The inspiration for the collection was Li's wife, a lover a small things. As a scion of a KMT diplomatic family serving in Europe and the US, Li was in a good position to collect products dispersed by war and civil unrest within China, bringing together one of the world's most highly regarded private collections of snuff bottles in the world.
PHOTO COURTESY OF NMH
"In the days when the collection was mostly being put together, fakes were relatively rare," Li said. "Now you must be very careful, for originals are very hard to come by." The importance of the collection is highlighted by the large number of snuff bottles originally intended for imperial use, which are the "most desirable collectibles," though not necessarily the most beautiful or artistically interesting.
PHOTO COURTESY OF NMH
One of the most interesting aspects of the snuff bottle craze, an object that seems particularly Chinese, is that the use of snuff was originally introduced from Europe. That it took off in a big way in China is not in doubt, and the little containers used to store this mild narcotic became a subject for some of the miniaturists' greatest work. Painting on the inside of these tiny glass bottles will always remain a representation of a superfluity of artistic talent put to insignificant use -- a thought it is hard to banish looking at the 417 items laid out in this exhibition.

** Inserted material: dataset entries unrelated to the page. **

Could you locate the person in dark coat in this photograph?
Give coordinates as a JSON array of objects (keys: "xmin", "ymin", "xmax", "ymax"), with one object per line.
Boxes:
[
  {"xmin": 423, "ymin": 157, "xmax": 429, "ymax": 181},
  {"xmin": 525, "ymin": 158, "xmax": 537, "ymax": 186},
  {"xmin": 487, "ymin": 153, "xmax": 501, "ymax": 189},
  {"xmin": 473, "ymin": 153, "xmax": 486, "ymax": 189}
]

Virtually every kind of material ever used to make a snuff bottle is represented, including semiprecious nephrite, lacquer, enamel on a variety of materials, many different kinds of glass and organic materials such as bamboo and bone. The designs range from the extremes of elaborate ornamentation -- nine intertwined lions twined over a bottle just 6.3cm high with two distinct levels of carving -- to bottles using the natural grain of their materials to create patterns stunning in their abstract simplicity -- a bottle carved from sandstone, a swirl pattern made by a cross-section of a fossilized shell.
Given the delicate beauty of the individual objects, it is unfortunate that greater care has not been taken with the presentation of the objects. Explanations are not aligned with the objects they describe, and the bottles themselves sometimes seem to be laid out in a haphazard line. This hardly does justice to the extravagant amounts of time and effort that the creation of the individual snuff bottles so obviously consumed.
The saddest thing about these items, like so many collected knick-knacks is that these snuff bottles where collected for display rather than use, so despite their beauty, they lack a degree of human warmth, which to this viewer at least, made the exhibition somewhat anemic.